Man bekommt heutzutage in der politischen Landschaft auch oft das Gefühl, dass nicht nur einzelne Personen sich zwischenmenschlich nicht mögen, sondern der politische Gegner kategorisch angefeindet wird. Im Gegensatz zur Generation Brandt, Wehner, Genscher, Schmidt, bedienen sich viele Politiker aktuell auch einer relativ jugendlichen Sprache um hip oder modern zu wirken. Mit diesem Jargon hält aber auch viel jugendliche Emotion einzug, die an dieser Stelle nicht nur unangebracht, sondern eben auch kontraproduktiv ist. Aber auch das trifft eher wieder auf die ganz jungen Politikneulinge zu. An anderer Stelle ist dann im Gegenzug Mancher irritert davon, wenn sich Profis wie Klingbeil und Ziemiak versehentlich bei Lanz duzen, weil sie es vermutlich so gewohnt sind wenn die Kameras aus sind.

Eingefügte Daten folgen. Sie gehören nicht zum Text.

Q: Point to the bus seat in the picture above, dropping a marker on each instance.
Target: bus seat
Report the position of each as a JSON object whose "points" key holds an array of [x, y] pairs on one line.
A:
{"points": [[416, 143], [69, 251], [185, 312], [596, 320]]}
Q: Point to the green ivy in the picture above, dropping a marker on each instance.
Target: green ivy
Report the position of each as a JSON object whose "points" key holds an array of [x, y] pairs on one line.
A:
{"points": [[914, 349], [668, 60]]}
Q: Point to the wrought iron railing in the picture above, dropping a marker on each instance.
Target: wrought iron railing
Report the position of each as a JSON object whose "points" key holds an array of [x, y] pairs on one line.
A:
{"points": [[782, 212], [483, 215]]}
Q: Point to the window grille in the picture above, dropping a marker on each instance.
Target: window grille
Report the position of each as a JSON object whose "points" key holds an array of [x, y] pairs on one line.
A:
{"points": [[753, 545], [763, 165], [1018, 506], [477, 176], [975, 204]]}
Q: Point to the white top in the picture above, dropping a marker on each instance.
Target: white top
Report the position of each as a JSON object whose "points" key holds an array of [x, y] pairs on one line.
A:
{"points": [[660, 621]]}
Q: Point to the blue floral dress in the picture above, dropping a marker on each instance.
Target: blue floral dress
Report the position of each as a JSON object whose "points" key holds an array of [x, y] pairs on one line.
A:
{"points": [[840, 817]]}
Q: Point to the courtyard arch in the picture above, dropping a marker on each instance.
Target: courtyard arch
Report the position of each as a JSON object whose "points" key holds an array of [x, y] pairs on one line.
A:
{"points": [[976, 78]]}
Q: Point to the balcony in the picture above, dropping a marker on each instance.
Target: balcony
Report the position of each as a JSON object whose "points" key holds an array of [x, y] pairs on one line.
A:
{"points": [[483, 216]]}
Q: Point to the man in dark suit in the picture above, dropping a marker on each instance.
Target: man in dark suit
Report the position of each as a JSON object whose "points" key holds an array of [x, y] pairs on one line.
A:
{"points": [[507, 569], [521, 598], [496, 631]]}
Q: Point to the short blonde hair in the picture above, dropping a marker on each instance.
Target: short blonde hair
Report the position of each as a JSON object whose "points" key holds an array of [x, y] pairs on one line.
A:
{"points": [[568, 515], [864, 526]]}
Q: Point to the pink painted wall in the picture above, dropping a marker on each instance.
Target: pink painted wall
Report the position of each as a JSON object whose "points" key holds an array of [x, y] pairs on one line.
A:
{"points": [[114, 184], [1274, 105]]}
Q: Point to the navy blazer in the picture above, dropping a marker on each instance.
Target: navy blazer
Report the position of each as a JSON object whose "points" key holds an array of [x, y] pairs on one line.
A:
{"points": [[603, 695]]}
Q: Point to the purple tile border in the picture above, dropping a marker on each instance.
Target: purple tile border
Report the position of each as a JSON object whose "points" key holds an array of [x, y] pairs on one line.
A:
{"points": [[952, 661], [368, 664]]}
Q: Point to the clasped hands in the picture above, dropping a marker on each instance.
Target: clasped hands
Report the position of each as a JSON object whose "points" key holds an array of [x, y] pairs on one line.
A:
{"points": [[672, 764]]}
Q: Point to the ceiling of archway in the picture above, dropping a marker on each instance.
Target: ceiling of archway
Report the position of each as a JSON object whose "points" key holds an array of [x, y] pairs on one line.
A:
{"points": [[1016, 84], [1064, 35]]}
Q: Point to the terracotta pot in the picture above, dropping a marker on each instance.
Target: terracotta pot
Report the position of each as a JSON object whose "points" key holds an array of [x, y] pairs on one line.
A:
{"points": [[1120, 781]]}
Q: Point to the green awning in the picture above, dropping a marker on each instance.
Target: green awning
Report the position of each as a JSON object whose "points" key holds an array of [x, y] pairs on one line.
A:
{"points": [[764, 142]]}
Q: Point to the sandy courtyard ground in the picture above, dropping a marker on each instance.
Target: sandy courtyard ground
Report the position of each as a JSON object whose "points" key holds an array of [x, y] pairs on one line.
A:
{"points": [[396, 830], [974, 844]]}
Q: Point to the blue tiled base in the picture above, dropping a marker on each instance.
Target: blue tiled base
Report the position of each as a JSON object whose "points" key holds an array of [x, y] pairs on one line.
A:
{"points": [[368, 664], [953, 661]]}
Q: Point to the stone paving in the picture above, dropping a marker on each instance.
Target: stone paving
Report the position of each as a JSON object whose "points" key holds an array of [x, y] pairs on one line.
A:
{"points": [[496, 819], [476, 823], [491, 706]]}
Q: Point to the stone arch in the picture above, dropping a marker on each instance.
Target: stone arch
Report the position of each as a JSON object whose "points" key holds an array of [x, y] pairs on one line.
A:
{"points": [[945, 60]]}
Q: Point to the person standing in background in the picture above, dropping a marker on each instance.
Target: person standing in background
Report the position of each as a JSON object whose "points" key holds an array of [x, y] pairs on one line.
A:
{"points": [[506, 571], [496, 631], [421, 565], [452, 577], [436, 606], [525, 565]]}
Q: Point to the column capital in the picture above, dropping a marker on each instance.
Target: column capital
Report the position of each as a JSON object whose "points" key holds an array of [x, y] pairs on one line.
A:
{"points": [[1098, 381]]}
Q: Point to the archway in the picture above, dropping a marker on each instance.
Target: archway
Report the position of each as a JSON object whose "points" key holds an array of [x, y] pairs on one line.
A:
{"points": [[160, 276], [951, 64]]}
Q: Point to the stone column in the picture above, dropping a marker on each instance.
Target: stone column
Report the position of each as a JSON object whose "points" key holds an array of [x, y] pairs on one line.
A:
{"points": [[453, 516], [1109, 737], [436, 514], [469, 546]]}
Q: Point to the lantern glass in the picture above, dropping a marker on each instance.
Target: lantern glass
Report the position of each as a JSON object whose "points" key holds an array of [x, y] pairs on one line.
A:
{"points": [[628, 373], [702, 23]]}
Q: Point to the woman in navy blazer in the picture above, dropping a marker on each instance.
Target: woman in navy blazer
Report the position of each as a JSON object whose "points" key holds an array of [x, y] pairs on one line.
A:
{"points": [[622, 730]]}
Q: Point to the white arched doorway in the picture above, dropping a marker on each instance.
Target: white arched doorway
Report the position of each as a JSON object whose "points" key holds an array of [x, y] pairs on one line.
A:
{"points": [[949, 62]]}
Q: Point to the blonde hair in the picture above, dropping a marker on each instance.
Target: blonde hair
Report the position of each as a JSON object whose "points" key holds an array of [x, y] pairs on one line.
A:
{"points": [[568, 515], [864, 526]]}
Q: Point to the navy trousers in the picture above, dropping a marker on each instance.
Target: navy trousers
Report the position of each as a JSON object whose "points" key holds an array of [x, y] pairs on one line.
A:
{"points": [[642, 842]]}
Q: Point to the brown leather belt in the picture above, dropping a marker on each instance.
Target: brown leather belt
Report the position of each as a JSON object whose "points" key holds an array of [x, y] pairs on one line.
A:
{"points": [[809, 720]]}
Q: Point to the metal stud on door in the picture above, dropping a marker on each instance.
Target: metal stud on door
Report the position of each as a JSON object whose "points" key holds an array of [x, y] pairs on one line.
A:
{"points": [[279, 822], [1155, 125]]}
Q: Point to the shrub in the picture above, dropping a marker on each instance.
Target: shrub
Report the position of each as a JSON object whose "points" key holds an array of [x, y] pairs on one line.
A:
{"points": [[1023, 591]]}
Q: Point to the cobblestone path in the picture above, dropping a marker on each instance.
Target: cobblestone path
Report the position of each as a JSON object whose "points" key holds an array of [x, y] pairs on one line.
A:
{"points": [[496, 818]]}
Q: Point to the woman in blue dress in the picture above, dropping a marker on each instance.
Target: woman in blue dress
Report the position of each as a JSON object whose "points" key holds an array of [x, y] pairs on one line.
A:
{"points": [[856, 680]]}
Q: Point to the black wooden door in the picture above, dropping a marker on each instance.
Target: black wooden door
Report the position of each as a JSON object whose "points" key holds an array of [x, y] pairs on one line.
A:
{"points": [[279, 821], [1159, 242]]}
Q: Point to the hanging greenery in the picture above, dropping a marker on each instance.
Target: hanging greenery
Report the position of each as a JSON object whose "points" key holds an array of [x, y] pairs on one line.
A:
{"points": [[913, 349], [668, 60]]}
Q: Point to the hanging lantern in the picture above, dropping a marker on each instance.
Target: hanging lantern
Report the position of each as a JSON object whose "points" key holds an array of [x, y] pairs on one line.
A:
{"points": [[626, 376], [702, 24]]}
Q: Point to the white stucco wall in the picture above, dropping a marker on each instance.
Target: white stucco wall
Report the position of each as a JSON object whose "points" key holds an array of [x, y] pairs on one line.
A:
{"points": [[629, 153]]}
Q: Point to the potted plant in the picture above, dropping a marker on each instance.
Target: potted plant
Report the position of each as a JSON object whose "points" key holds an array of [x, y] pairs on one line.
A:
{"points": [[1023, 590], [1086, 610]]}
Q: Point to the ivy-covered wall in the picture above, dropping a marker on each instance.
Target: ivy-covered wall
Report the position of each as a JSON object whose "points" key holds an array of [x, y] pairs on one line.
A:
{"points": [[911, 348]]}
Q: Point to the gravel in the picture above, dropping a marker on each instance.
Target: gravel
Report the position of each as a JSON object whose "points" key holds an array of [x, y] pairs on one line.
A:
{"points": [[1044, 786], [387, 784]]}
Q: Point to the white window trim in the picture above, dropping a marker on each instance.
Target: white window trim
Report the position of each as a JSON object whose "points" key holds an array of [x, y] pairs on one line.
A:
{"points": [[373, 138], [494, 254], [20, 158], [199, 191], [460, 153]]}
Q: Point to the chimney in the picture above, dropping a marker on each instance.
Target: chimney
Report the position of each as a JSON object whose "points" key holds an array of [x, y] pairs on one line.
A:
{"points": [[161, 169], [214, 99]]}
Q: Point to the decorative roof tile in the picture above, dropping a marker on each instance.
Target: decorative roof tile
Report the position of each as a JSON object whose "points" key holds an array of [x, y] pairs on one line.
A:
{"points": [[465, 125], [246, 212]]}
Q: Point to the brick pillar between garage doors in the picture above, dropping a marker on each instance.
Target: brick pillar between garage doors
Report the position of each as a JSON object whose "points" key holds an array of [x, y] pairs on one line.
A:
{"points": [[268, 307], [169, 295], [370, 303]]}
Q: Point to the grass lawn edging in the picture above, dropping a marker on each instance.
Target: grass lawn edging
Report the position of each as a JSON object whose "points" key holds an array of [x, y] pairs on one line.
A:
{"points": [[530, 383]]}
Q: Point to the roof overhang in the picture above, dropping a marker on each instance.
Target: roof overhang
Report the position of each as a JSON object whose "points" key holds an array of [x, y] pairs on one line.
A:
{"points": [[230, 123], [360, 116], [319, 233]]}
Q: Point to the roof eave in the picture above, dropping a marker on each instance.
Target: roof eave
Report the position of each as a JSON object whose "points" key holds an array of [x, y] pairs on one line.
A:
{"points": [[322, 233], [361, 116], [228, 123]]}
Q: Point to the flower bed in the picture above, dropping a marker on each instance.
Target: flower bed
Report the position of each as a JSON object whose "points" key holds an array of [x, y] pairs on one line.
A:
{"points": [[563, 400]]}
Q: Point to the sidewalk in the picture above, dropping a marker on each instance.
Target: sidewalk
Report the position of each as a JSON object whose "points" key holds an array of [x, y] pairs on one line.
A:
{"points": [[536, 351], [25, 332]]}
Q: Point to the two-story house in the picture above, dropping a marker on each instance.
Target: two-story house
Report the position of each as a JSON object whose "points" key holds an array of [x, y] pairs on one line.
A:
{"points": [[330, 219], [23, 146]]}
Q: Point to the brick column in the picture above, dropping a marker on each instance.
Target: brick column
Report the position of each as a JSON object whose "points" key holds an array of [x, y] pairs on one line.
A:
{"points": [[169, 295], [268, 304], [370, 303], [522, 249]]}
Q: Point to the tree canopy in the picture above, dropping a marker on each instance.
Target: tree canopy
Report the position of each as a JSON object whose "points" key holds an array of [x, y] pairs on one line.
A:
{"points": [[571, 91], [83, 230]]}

Denn sie sind einfach nur Kontrahenten bei politischen Themen und keine generellen Erzfeinde. Aber es scheint, dass der Bürger als politischer Beobachter diese Feindschaft erwartet die der Politker so nicht liefern will und auch nicht sollte. Gegipfelt ist dieses Vermischen von Öffentlicher Persona und Privatperson bei Walter Lübke. Er wurde wegen seiner politischen Positionen von einem Rechtsextremen erschossen. Was der Attentäter dabei ausgeblendet hat, ist, dass abseits aller politischer Ansichten und Verantwortungen in seinem Beruf, er nach Dienstschluss sicherlich ein liebender Vater, Ehemann und guter verlässlicher Freund war. Es wäre somit lediglich angemessen gewesen mit ihm nach allen Regeln des Rechtstaates zu streiten, z. B. in einem Parlament oder in einer innerparteilichen Auseinandersetzung. Erschiesst man die Person aber, erschiesst man auch die Privatperson und den Menschen.

 

Somit ist klar, in die Politik gehören nur Menschen die diese Trennung in ihrem Kopf verschaltet bekommen. Es ist wichtig, dass Politiker die entsprechende Reife haben Sachverhalte nüchtern und emotionslos zu betrachten. Nur dann ist gewährleistet, dass ein Problem von allen Seiten völlig unbefangen und objektiv beleuchtet wurde, anstatt seinem persönlichen Ärger mit Scheuklappen und aufgedrehter Hormondosis Luft zu machen. Das sehe ich bei vielen jungen Politikern leider viel zu häufig, und danach sehe ich sie reumütig zurückrudern.

 

Alte weisse Männer müssen nicht zwangsläufig eklig sein. Das ist nur der Fall wenn man ihnen genauso pauschal und engstirnig entgegen tritt, wie man es ihnen bzgl. Frauen, Homosexuellen, Migranten usw. unterstellt. Somit sage ich jedem jungen Politiker: Wer im Glashaus sitzt, sollte nicht mit Steinen schmeissen, denn ganz schnell ist man selbst auch ziemlich eklig!